Finding fleeting inspiration in the real life 2014 Badaun incident in Uttar Pradesh, writer-director Anubhav Sinha, along with his co-writer Gaurav Solanki, weave a saga that doesn’t flinch while holding a mirror to the society and retains its Bollywood essence while it is at it. But not entirely in a bad way, mind you. Sinha skillfully builds up Article 15 as a crime thriller with the numerous twists and turns. Sinha creates a tense atmosphere from the start, doesn’t let up on the grim and greys throughout the 130- minute tale, save for a few sequences here and there. Though the first half is slow on the built-up what with all the main players taking centerstage; the second half hurtles at breakneck speed, keeping viewers engaged throughout. Using words as efficiently as the gruesome visuals, Anubhav Sinha conveys a million emotions with his stark images. The cinematography by Ewan Mulligan is outstanding and his brilliant vistas stay with you a long time after the credits have rolled. The sequence of one man going into a sewer to manually unclog it and emerging soaked in the filth only to dive in again is especially hair-raising. Even the early portions of the crime scene are brutal and raw, with nary a sugar-coat!

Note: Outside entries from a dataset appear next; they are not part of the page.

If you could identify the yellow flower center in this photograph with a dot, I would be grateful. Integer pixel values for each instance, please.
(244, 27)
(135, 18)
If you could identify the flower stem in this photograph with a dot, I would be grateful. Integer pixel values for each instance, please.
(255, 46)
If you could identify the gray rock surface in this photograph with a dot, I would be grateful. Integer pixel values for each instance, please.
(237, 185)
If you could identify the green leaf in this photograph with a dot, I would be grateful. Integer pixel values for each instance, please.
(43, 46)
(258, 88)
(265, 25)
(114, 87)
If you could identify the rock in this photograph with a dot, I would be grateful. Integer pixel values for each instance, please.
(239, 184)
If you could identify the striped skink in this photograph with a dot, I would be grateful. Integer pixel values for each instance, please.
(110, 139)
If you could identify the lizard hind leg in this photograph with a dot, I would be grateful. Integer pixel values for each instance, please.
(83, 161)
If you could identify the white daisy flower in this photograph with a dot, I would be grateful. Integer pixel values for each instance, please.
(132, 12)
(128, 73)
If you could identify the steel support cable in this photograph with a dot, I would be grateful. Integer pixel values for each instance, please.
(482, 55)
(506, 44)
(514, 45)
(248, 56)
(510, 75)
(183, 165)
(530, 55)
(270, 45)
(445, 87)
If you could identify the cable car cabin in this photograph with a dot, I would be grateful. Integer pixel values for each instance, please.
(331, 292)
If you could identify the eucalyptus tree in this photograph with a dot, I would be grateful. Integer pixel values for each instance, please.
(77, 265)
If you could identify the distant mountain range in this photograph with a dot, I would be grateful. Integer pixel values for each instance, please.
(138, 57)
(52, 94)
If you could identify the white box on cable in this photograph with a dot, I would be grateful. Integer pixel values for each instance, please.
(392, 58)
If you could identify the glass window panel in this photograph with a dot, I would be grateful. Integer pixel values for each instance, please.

The cast of the movie is perhaps the biggest strength of Article 15. Apart from Ayushmann Khurrana, Anubhav Sinha-regulars including Manoj Pahwa and Kumud Mishra, the undauntibale Sayani Gupta is simply splendid. Quietly powerful and uncannily perceptive, Sayani Gupta as Gaura packs quite a punch. Kumud Mishra as Jatav is at his subdued best and is wonderful as a cop caught in difficult choices! Manoj Pahwa in his layered role is outstanding! Frustratingly resolute and unyielding, Pahwa is disgustingly superb in his portrayal of the station officer with misplaced loyalties.
But the star of the show is undeniably, Ayushmann Khurrana! Fantastically understated and utterly relatable in his bafflement, Ayushmann plays Ayan with fabulous restraint. Be it his struggle with Hindi, or adjusting to India’s hinterlands or even his incredulity over people’s indifference, he brings alive each emotion and how! He sinks his teeth in the serious role and shines the strongest!
Equal parts compelling and poignant, Article 15 is a raw and gritty tale that needs to be seen to be believed. With a lot to take away from and a whole more to ponder upon, the film is definitely not for the weak-hearted. Go watch with an open mind and more importantly, an open heart!